Gerard Viale Auteur

Gerard Viale Auteur

La quotidienne de Laurent Joffrin

  

La lettre politique de Laurent Joffrin

 

 

Philippe : le changement du même

 

C’est un virage, dit-on. Un virage en ligne droite. La plupart des mesures annoncées par Edouard Philippe dans sa déclaration de politique générale étaient déjà dans les cartons du gouvernement : réforme des retraites, réforme de l’indemnisation du chômage, loi bioéthique (avec la PMA dès septembre), tout cela avait été déjà proclamé à son de trompe au peuple ébaudi. On y ajoute, prise de conscience oblige, des mesures écologiques, utiles mais encore prudentes. L’acte II qu’on inaugure, comme dans une pièce sans intrigue, prolonge en fait l’acte I. Le «nouveau monde» n’est plus nouveau.

Dans les cordes au début de l’année, Emmanuel Macron s’est sorti avec une habileté indéniable du coin du ring où l’avaient enfermé les gilets jaunes. Des concessions de revenu pour 17 milliards et un grand débat (gratuit, pour le coup), une baisse du chômage héritée du précédent quinquennat, une élection européenne où il a fait pour ainsi dire match nul avec le RN : le voilà remis sur pied, de nouveau d’attaque. Pourquoi bouleverser un dispositif qui a résisté à la tempête ?

C’est la forme qui change. Une prise de hauteur du Président, traditionnelle sous la Cinquième, généralement contredite dans les mois qui suivent, tant le quinquennat et le tout-info contraignent le président à s’exprimer, bon gré, mal gré. Un ton plus «humain», (dixit Macron lui-même, interrogé en Suisse). Le Président veut tenir un discours plus rare, mais surtout plus proche, plus compassionnel, plus à l’écoute, sans ces formules à l’emporte-pièce qui ont fait tant de mal. Jupiter veut aussi jouer les Junon, déesse maternelle. La posture «gender-fluid» est à la mode…

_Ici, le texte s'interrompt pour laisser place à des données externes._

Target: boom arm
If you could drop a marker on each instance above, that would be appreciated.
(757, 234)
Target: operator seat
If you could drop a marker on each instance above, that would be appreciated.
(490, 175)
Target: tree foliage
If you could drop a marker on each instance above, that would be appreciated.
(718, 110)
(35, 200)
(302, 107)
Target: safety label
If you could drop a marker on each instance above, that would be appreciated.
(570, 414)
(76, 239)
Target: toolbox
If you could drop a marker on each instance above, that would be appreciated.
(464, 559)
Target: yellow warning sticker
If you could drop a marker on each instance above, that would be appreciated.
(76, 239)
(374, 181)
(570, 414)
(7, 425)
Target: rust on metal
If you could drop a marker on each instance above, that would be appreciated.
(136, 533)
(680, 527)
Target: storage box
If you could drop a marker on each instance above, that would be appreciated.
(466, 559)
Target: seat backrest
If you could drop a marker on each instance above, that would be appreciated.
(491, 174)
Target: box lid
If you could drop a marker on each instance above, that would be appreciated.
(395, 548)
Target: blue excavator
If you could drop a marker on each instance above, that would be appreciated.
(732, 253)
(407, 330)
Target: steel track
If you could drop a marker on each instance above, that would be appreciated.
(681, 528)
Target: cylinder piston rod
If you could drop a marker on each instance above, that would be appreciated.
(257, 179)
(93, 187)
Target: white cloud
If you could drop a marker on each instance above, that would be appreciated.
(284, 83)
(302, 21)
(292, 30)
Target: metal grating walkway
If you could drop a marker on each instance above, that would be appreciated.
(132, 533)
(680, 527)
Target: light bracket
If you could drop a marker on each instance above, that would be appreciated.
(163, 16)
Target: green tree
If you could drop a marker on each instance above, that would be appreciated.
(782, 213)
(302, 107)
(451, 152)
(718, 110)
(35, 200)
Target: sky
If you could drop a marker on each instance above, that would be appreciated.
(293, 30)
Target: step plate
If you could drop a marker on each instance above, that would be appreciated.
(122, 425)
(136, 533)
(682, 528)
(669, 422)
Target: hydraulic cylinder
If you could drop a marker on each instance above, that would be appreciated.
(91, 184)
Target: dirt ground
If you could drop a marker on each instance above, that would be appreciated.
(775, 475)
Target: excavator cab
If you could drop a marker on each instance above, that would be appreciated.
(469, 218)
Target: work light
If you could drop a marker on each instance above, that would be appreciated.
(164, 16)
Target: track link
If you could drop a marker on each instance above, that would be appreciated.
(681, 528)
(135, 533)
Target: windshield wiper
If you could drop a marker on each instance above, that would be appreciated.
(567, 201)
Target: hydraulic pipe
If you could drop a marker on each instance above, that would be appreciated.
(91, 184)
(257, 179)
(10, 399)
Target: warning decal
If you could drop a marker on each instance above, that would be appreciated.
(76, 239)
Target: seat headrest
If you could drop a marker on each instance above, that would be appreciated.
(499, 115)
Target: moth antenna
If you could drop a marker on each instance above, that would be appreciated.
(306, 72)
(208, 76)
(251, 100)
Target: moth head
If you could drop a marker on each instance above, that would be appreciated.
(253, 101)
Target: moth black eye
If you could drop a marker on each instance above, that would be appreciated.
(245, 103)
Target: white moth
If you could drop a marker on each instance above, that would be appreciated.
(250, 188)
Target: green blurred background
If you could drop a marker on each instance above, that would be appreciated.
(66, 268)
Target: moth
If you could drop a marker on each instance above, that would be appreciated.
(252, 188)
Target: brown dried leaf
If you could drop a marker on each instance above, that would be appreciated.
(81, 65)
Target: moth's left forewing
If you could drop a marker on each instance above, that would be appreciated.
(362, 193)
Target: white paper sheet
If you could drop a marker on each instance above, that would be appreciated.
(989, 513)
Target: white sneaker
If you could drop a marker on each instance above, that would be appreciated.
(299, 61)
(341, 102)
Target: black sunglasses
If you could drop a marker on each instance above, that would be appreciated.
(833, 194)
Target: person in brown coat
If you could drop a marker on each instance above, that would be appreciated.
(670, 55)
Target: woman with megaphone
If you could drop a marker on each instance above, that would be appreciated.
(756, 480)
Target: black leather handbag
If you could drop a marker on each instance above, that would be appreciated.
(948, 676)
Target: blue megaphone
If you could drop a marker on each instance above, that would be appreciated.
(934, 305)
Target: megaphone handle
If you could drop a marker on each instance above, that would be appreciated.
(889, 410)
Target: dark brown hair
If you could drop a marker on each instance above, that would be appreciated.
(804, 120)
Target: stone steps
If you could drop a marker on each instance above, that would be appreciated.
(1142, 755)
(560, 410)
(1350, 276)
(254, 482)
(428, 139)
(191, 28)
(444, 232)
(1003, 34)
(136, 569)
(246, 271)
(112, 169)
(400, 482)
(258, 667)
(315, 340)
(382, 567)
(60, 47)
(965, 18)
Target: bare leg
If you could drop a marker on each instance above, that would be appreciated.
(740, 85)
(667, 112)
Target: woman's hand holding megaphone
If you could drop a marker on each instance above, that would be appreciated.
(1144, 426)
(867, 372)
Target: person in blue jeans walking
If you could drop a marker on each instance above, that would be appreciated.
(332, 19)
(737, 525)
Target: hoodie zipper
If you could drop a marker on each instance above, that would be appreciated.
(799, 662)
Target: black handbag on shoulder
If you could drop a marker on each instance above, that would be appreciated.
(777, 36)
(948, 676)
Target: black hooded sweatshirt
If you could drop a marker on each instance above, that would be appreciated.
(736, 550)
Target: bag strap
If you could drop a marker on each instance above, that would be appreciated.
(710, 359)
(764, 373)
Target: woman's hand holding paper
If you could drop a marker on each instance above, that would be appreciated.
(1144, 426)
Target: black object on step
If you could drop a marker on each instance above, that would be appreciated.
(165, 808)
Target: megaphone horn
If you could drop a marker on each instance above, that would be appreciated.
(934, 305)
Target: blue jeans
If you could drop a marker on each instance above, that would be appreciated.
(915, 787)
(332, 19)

Le vrai neuf est apparu lors du vote des européennes. Après avoir désagrégé la gauche, Macron a jivarisé la droite. Tels les Saxons à la bataille de Leipzig, les bataillons des beaux quartiers ont subitement changé de camp. La République en marche fait ses meilleurs scores à Neuilly, à Boulogne ou dans le XVIe, plongeant dans le malheur les notables LR qui se demandent maintenant comment surmonter l’obstacle des municipales. Petits, petits, venez à moi, dit Edouard Philippe, vous garderez votre fauteuil.

Ce libéralisme verdi, mâtiné d’un peu de social et de beaucoup de «régalien», comme on dit (sécurité, immigration), a séduit la bourgeoisie, qui reste légitimiste et goûte finalement ce jeune président qui met en œuvre des réformes que Sarkozy n’avait pas osé faire, tout en assurant l’ordre. Un Louis-Philippe maigre, flanqué d’un Guizot barbu venu du Havre.

Une nouvelle droite à la place de la droite ? Pas tout à fait. Henri Weber, analyste sagace à la longue mémoire, fait remarquer que Macron réalise le rêve longtemps caressé par Giscard puis par Bayrou : un vaste parti central qui occupe tout l’espace, qui cherche à accréditer l’idée qu’il équilibre les mesures de droite et de gauche. Juppé l’avait dit : il faut couper l’omelette aux deux bouts. Macron l’a fait. On a d’abord valorisé Mélenchon, puis Le Pen ; la gauche réformiste puis la droite républicaine en ont fait les frais. Avec cette nuance, toutefois. L’attelage mené par Philippe, Darmanin et Le Maire, tire volontiers sur la droite, appuyé sur la sociologie électorale de LREM qui rassemble les élites, petites et grandes. Le macronisme ? Un centre droit, quoi. En principe, cette déviation laisse de l’espace à la gauche réformiste. Encore faut-il qu’il y en ait une, et non trois ou quatre.